Creativity & Happenstance

“I love systems and despise happenstance.”
— Massimo Vignelli

Vignelli was a modernist designer of the old-school. This quote is from his manifesto, The Vignelli Canon (downloadable for free here).

In Vignelli’s view the goal of design was not the pursuit of beauty or self-expression, but the forensic application of guiding principles to every project. He saw design not merely as an intellectual process but as a severe, ascetic discipline. Using Swiss grids and a limited type palette – often only a single font per project, usually Helvetica – he constructed rigid, scaleable systems to drive every design decision, leaving no room for exploration or accidental discovery.

This approach led to a body of work that is austere, finely-balanced and entirely predictable. When function is the driving design principle – as to a New York subway rider – it’s perfect.

For everyone else, it’s a little bit boring.

Designers traffic in two main commodities: ideas (the concept phase) and execution (the design phase). Some of the best ideas arrive accidentally. This is why creative teams engage in blue sky thinking by brainstorming in caffeinated groups, looking for happy accidents by smashing disparate thoughts together like particles in a collider until something interesting pops out.
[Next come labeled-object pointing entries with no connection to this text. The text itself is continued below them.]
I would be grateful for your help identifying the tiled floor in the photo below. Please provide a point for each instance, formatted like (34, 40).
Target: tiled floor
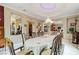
(70, 48)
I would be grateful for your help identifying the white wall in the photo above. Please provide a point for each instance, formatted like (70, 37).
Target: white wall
(7, 20)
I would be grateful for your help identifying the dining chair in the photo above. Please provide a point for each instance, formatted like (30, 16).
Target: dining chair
(12, 50)
(56, 46)
(18, 41)
(34, 34)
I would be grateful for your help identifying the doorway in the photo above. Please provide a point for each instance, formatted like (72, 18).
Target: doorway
(1, 22)
(30, 28)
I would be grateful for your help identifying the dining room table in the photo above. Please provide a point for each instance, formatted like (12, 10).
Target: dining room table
(37, 44)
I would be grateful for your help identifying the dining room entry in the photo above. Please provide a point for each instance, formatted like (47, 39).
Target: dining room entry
(30, 28)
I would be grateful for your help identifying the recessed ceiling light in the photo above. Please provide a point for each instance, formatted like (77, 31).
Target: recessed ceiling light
(24, 10)
(48, 6)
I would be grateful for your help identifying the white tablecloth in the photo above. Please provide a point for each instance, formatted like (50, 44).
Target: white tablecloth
(38, 43)
(4, 51)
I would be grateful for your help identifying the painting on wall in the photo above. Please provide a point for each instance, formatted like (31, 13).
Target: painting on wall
(15, 27)
(46, 28)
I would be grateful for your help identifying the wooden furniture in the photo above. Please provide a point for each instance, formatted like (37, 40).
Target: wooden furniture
(12, 50)
(75, 38)
(1, 22)
(56, 46)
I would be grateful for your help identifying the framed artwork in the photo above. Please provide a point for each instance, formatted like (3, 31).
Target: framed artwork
(46, 28)
(15, 27)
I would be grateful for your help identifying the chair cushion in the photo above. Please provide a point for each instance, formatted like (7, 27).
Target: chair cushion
(23, 52)
(46, 52)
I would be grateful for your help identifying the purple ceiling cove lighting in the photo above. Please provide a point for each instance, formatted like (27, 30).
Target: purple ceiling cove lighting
(48, 7)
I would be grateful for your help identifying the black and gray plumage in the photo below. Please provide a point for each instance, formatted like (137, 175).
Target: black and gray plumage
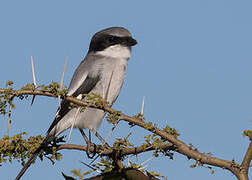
(102, 72)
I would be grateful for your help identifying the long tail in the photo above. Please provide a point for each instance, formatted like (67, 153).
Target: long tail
(32, 158)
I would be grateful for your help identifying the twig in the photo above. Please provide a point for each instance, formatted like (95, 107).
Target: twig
(142, 108)
(9, 119)
(247, 158)
(33, 77)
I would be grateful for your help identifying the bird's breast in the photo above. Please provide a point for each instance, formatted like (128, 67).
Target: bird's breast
(112, 74)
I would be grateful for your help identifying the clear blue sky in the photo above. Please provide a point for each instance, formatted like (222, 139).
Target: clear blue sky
(193, 63)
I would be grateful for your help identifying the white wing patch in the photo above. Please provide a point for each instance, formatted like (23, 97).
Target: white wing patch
(75, 86)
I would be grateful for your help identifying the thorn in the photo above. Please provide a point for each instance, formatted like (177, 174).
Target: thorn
(110, 132)
(34, 78)
(75, 117)
(94, 169)
(62, 78)
(142, 108)
(9, 120)
(146, 161)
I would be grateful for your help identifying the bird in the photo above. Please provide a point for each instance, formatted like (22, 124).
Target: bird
(101, 72)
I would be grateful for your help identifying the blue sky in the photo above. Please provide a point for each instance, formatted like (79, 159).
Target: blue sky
(192, 63)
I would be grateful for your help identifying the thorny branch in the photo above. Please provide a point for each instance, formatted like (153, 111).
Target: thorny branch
(239, 170)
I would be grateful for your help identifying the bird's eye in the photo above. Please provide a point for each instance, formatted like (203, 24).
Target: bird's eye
(111, 38)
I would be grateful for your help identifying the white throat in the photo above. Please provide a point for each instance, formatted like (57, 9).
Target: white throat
(116, 51)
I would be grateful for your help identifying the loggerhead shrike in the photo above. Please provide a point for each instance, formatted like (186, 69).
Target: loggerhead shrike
(101, 72)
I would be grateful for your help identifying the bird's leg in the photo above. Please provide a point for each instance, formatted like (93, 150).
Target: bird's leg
(99, 137)
(88, 142)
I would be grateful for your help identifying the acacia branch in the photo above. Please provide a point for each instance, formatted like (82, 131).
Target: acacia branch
(123, 152)
(180, 146)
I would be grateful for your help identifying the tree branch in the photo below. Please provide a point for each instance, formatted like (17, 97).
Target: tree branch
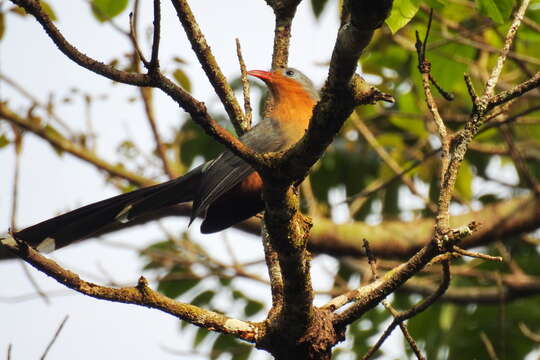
(140, 295)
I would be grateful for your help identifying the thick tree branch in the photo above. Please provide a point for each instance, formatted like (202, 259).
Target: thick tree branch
(209, 63)
(196, 109)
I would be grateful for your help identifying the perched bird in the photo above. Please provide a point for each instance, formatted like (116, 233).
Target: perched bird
(225, 190)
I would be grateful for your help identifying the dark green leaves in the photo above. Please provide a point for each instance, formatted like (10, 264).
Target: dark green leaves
(105, 10)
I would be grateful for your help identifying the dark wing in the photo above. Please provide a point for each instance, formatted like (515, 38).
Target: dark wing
(223, 173)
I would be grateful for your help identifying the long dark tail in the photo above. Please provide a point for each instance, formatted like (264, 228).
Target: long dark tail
(65, 229)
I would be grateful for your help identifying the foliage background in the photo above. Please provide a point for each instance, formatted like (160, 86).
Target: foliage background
(445, 330)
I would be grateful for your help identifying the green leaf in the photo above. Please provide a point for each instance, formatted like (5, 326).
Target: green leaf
(436, 4)
(402, 12)
(318, 7)
(48, 10)
(498, 10)
(182, 79)
(105, 10)
(464, 181)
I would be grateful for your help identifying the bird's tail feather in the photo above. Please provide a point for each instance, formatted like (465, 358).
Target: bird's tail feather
(65, 229)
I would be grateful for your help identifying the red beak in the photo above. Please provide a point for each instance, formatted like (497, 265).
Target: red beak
(263, 75)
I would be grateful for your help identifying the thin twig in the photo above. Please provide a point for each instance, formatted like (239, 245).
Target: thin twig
(209, 63)
(373, 266)
(519, 161)
(48, 109)
(529, 333)
(54, 338)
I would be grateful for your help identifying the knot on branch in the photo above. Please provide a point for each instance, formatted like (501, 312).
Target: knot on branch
(144, 289)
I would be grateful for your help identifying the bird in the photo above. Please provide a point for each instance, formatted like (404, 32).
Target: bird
(225, 190)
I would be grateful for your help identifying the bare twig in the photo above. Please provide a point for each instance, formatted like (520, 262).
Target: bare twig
(133, 34)
(138, 295)
(55, 337)
(412, 343)
(246, 124)
(476, 254)
(48, 109)
(489, 346)
(529, 333)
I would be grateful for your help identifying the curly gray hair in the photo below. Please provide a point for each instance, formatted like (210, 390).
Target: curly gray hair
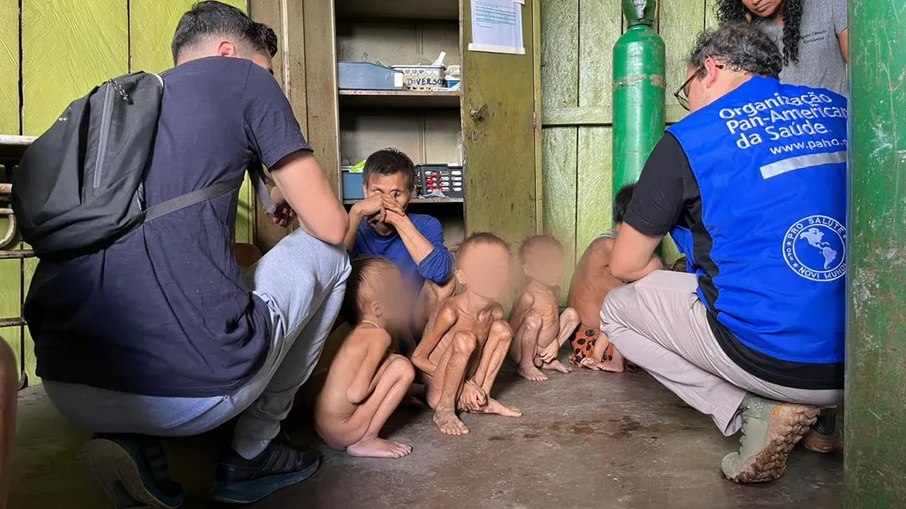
(741, 46)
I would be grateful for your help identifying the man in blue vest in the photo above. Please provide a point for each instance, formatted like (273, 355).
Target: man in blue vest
(752, 187)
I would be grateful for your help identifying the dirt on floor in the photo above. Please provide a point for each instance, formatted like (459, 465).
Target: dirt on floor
(587, 440)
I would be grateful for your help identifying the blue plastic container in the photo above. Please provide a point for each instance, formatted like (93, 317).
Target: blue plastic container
(352, 186)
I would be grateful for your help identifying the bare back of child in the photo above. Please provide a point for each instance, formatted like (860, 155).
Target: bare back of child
(365, 383)
(590, 284)
(540, 328)
(467, 338)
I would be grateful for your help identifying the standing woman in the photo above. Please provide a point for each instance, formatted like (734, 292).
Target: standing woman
(811, 34)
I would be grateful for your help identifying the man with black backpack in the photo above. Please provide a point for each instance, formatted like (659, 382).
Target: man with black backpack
(151, 330)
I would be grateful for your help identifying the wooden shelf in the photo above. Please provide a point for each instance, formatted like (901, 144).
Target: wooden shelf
(396, 99)
(398, 9)
(12, 146)
(419, 201)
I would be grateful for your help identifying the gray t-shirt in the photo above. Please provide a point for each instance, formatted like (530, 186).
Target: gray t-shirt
(821, 63)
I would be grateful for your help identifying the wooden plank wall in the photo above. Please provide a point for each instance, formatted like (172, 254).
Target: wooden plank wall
(68, 47)
(10, 270)
(576, 71)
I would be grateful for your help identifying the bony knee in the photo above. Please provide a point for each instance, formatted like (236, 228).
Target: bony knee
(613, 303)
(403, 368)
(570, 314)
(502, 330)
(464, 342)
(533, 321)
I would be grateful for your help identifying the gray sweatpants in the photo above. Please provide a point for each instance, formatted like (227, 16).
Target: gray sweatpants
(660, 324)
(302, 280)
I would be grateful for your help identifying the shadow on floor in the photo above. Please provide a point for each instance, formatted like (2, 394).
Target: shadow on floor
(587, 439)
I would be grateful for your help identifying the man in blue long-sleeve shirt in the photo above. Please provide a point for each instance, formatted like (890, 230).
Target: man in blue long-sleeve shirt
(380, 226)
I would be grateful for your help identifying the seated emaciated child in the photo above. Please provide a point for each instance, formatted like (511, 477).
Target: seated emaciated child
(466, 341)
(380, 226)
(365, 383)
(540, 328)
(591, 282)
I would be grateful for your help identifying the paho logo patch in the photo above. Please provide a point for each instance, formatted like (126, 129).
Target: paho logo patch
(815, 248)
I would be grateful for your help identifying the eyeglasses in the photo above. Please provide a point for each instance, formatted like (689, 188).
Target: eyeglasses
(682, 94)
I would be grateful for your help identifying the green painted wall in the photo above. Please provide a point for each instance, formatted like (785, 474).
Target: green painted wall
(68, 47)
(577, 41)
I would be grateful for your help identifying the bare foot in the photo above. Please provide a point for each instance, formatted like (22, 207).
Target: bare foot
(495, 407)
(612, 366)
(531, 373)
(378, 448)
(449, 424)
(556, 365)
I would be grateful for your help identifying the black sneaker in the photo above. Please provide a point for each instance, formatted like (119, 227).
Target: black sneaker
(825, 436)
(242, 481)
(132, 470)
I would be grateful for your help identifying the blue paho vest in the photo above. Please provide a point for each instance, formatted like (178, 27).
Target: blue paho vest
(770, 161)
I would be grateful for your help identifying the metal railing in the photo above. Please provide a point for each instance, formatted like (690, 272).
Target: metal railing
(11, 150)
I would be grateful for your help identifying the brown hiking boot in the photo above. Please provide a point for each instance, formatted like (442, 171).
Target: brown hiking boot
(770, 430)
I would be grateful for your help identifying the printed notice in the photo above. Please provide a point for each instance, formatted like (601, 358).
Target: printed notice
(497, 27)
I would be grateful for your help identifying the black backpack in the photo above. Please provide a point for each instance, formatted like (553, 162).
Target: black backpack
(80, 185)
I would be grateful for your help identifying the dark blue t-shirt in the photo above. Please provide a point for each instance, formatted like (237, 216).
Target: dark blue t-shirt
(164, 311)
(437, 266)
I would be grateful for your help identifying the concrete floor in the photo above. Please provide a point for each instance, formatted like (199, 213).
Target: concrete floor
(587, 440)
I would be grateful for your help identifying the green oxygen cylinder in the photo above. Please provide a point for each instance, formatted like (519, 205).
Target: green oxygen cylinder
(638, 92)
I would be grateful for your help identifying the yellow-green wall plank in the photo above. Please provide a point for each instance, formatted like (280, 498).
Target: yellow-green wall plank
(9, 67)
(10, 270)
(69, 47)
(711, 14)
(559, 146)
(594, 185)
(680, 24)
(600, 25)
(560, 89)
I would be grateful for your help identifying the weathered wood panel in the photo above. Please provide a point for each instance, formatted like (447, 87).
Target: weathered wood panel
(711, 14)
(680, 24)
(270, 12)
(600, 27)
(10, 270)
(577, 39)
(560, 90)
(499, 111)
(9, 67)
(320, 77)
(68, 47)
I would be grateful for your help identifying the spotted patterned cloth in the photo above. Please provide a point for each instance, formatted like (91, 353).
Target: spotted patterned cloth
(583, 344)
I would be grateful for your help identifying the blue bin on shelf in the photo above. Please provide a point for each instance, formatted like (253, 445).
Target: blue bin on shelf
(352, 186)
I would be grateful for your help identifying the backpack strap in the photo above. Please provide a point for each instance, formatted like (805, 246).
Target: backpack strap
(259, 182)
(189, 199)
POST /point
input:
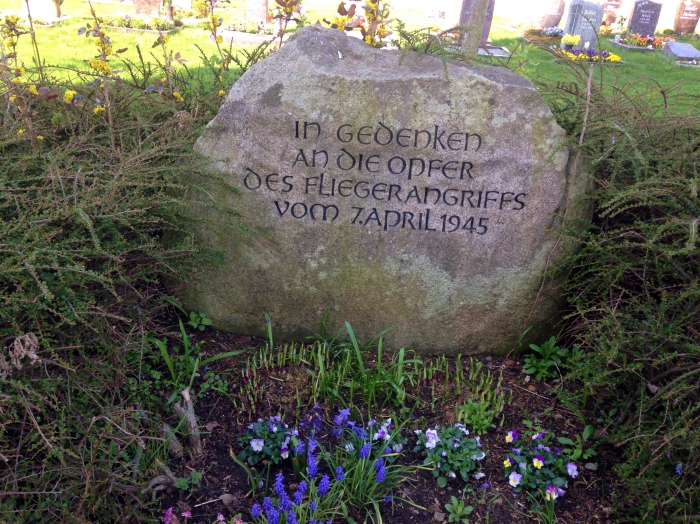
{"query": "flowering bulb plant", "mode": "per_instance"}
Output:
(534, 466)
(450, 451)
(267, 439)
(570, 39)
(365, 458)
(310, 502)
(590, 55)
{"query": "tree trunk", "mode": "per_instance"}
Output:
(472, 19)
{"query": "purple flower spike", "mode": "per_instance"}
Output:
(381, 474)
(364, 452)
(324, 485)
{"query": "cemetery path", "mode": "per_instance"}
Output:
(589, 497)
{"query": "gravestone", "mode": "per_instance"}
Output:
(256, 11)
(584, 19)
(387, 195)
(183, 4)
(644, 17)
(680, 51)
(147, 7)
(486, 28)
(687, 15)
(612, 11)
(549, 14)
(44, 10)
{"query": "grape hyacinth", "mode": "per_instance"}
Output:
(364, 452)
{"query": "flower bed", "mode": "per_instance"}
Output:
(590, 55)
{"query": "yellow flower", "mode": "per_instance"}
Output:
(100, 66)
(69, 95)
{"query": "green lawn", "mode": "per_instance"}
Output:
(61, 46)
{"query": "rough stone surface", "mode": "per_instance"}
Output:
(544, 14)
(681, 51)
(386, 254)
(687, 16)
(584, 19)
(644, 17)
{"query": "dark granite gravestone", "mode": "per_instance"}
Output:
(680, 51)
(432, 206)
(687, 16)
(147, 7)
(644, 17)
(256, 11)
(584, 19)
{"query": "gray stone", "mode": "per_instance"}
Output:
(612, 11)
(541, 14)
(387, 195)
(687, 16)
(43, 10)
(147, 7)
(644, 17)
(584, 19)
(680, 51)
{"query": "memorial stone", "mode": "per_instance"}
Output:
(256, 11)
(44, 10)
(680, 51)
(385, 193)
(687, 16)
(488, 19)
(147, 7)
(612, 11)
(584, 19)
(644, 17)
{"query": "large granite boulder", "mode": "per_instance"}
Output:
(388, 194)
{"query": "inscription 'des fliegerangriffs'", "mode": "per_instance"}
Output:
(413, 181)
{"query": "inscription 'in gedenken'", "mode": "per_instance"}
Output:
(415, 175)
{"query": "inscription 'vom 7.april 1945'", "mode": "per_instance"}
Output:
(386, 180)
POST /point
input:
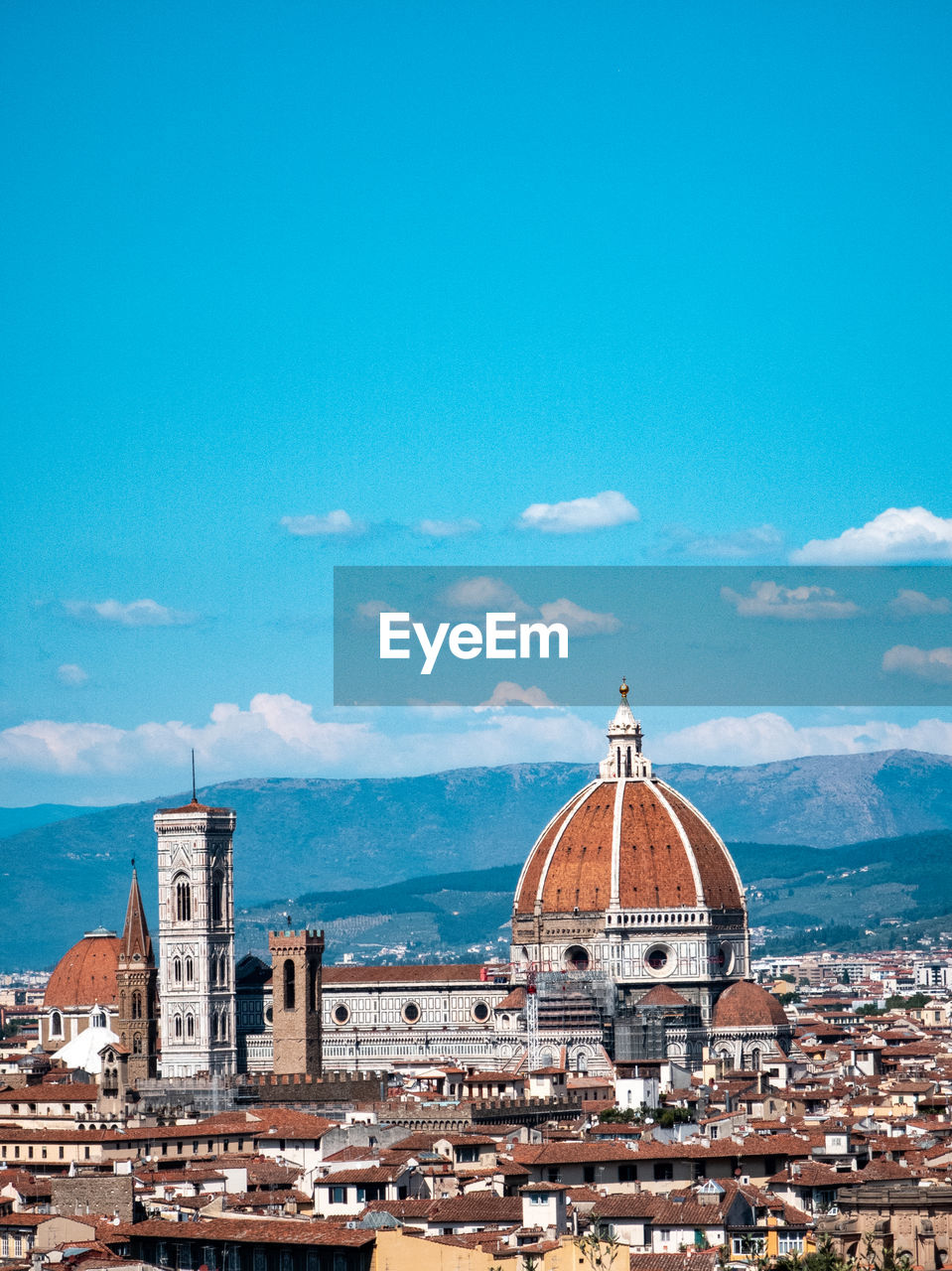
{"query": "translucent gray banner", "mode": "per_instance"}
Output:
(684, 636)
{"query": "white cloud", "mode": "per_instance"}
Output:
(484, 594)
(506, 693)
(339, 522)
(915, 604)
(579, 515)
(898, 534)
(447, 529)
(136, 613)
(580, 622)
(924, 663)
(767, 738)
(72, 675)
(280, 734)
(370, 611)
(805, 604)
(753, 541)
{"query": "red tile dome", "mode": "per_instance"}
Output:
(628, 844)
(85, 975)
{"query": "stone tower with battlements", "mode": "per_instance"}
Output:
(296, 960)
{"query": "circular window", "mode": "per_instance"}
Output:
(660, 960)
(724, 960)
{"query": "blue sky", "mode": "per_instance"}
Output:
(436, 263)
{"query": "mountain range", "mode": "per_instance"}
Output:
(296, 836)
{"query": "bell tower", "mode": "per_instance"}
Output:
(136, 988)
(196, 939)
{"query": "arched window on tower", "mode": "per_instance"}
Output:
(184, 899)
(217, 897)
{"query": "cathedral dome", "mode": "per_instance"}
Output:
(85, 975)
(628, 843)
(747, 1006)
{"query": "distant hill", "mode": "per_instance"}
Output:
(16, 818)
(314, 835)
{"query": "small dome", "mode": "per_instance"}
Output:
(661, 995)
(748, 1006)
(85, 975)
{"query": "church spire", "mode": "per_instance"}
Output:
(136, 943)
(624, 732)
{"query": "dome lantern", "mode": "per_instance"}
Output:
(624, 734)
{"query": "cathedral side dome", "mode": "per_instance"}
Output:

The same is true for execution. For every good idea there is an unlimited number of possible design solutions, and most of them you haven’t thought of yet. This is why designers engage in unguided “design exploration” by trying a lot of things quickly, throwing stuff at the wall – figuratively, but sometimes also literally – to see what new sparks emerge. Organized chaos is simply part of the process.

Happenstance is how new things are born. If your toolkit is limited to Helvetica and a Swiss grid, you can make a very effective design system – but you’ll miss out on the magic of discovery.